The Stability of Magnetic Flux Ropes: Bridging Observations and Experiments with Simulations

The formation and stability properties of magnetic flux ropes are fundamental to the origins of solar activity and the subsequent space weather events. We propose to use a combination of observations, nonlinear force-free field (NLFFF) models, magnetohydrodynamic (MHD) simulations, and experimental results to address the following key science question: What governs the stability of magnetic flux ropes in the solar corona? In particular, we will use numerical simulations as a
bridge between observations and laboratory studies of flux rope stability. We will develop NLFFF models of solar active regions using the magnetofrictional method.

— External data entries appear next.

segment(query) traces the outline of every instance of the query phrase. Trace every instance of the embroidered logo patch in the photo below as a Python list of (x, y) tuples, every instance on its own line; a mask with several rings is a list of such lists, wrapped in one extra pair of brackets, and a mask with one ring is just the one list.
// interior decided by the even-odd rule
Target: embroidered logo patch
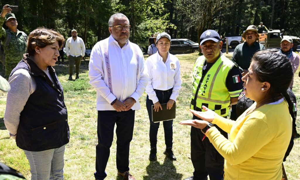
[(176, 69), (176, 66), (175, 64), (171, 63), (170, 64), (170, 70), (175, 70)]
[(207, 32), (205, 33), (205, 36), (207, 37), (208, 36), (209, 36), (212, 35), (212, 32), (209, 31), (207, 31)]
[(238, 97), (238, 100), (239, 100), (242, 97), (243, 97), (245, 96), (245, 91), (243, 91), (240, 94), (240, 96)]
[(297, 105), (296, 103), (293, 103), (293, 111), (295, 112), (297, 111)]
[(233, 83), (237, 83), (241, 82), (239, 76), (240, 75), (238, 74), (232, 77), (232, 79), (233, 80)]

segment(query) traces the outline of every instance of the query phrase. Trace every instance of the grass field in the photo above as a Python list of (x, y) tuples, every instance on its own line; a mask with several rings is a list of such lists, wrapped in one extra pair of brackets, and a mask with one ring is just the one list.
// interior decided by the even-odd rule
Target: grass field
[[(225, 54), (230, 58), (232, 54)], [(190, 118), (188, 111), (191, 92), (191, 73), (196, 53), (177, 55), (181, 64), (182, 89), (177, 99), (176, 118), (173, 124), (173, 149), (177, 160), (172, 161), (163, 154), (165, 148), (163, 128), (159, 128), (158, 137), (158, 161), (150, 161), (149, 142), (149, 123), (145, 106), (146, 94), (140, 100), (142, 109), (136, 112), (133, 138), (130, 144), (130, 172), (137, 179), (182, 179), (192, 175), (190, 161), (190, 127), (179, 125), (181, 120)], [(145, 58), (146, 56), (145, 56)], [(64, 66), (54, 67), (64, 91), (68, 110), (70, 138), (65, 153), (64, 177), (67, 180), (93, 180), (95, 171), (95, 146), (97, 144), (97, 111), (96, 91), (88, 83), (88, 60), (82, 61), (80, 79), (68, 80), (68, 61)], [(297, 102), (300, 101), (300, 78), (295, 76), (293, 89)], [(74, 77), (73, 77), (74, 78)], [(23, 151), (10, 138), (5, 128), (3, 117), (6, 94), (0, 92), (0, 161), (20, 171), (30, 179), (28, 161)], [(300, 103), (297, 106), (300, 109)], [(298, 113), (299, 114), (299, 113)], [(297, 118), (297, 131), (300, 132), (300, 120)], [(107, 179), (122, 179), (117, 175), (116, 138), (110, 148), (110, 156), (106, 168)], [(295, 140), (293, 150), (284, 163), (289, 180), (300, 179), (300, 138)], [(289, 141), (289, 140), (286, 140)]]

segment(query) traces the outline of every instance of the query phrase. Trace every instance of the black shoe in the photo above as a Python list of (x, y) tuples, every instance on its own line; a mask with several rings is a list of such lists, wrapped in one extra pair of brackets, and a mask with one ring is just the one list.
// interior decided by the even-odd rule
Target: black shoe
[(194, 180), (194, 176), (191, 176), (187, 178), (186, 178), (183, 180)]
[(172, 147), (166, 148), (166, 150), (164, 152), (164, 154), (165, 154), (172, 161), (176, 160), (176, 157), (174, 156)]
[(152, 147), (150, 150), (150, 155), (149, 155), (149, 160), (150, 161), (156, 161), (157, 160), (156, 156), (157, 152), (156, 147)]

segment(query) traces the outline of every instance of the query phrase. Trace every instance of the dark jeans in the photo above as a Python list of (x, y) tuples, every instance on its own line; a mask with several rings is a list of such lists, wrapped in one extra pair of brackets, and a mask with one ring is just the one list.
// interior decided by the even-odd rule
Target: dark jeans
[(120, 173), (129, 171), (129, 145), (132, 139), (135, 111), (117, 112), (98, 111), (98, 145), (96, 147), (96, 170), (97, 179), (106, 177), (105, 172), (113, 139), (114, 128), (117, 124), (117, 169)]
[(236, 105), (231, 105), (231, 112), (230, 113), (230, 119), (236, 120), (238, 117), (236, 117)]
[[(198, 119), (194, 116), (193, 119)], [(226, 132), (216, 125), (221, 134), (228, 138)], [(223, 179), (224, 158), (217, 151), (207, 137), (203, 141), (204, 135), (200, 129), (192, 126), (190, 130), (191, 159), (194, 171), (194, 179), (210, 180)]]
[(80, 69), (80, 63), (81, 62), (82, 57), (80, 56), (78, 57), (72, 56), (70, 55), (69, 60), (70, 61), (70, 66), (69, 67), (69, 74), (70, 76), (73, 75), (73, 68), (74, 68), (74, 64), (76, 68), (76, 75), (79, 75), (79, 70)]
[(62, 57), (62, 63), (64, 63), (64, 51), (63, 51), (62, 52), (61, 51), (59, 51), (59, 55), (58, 56), (58, 57), (57, 57), (57, 58), (58, 59), (58, 63), (59, 63), (60, 62), (60, 57)]
[[(165, 91), (155, 90), (160, 103), (164, 104), (168, 102), (172, 94), (172, 89), (171, 89)], [(147, 95), (146, 100), (146, 107), (148, 111), (150, 121), (150, 129), (149, 131), (150, 146), (151, 147), (156, 147), (157, 143), (157, 132), (159, 127), (160, 123), (154, 123), (152, 121), (152, 106), (153, 105), (152, 100), (149, 99)], [(160, 110), (160, 109), (159, 110)], [(166, 148), (172, 147), (173, 145), (173, 120), (163, 121), (163, 124), (165, 133), (165, 143)]]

These models will be based on observational data from the Helioseismic and Magnetic Imager (HMI) and Atmospheric Imaging Assembly (AIA) on the Solar Dynamics Observatory (SDO); the Extreme ultraviolet Imaging Telescope (EIT) and Michelson Doppler Imager (MDI) on the Solar and Heliospheric Observatory (SOHO); and the X-Ray Telescope (XRT) on Hinode. We will model and analyze stable and unstable active regions to investigate how the surrounding magnetic field environment and its evolution impact flux rope stability. We will use the NLFFF models that best match observations as initial conditions for MHD numerical simulations. We will use each of these simulations to study how the magnetic field structure impacts stability in both cases, and synthesize the results to understand the implications of the esults on the stability of active regions. The proposed effort will address the Heliophysics Decadal Survey key science goal to determine the origins of the Sun’s activity and predict the variations in the space environment by investigating the stability properties of active regions and connecting experimental and observational studies using numerical simulations. The proposed effort will address the decadal survey’s key science goal to discover and characterize fundamental processes that occur both within the heliosphere and throughout the Universe by investigating flux rope instabilities.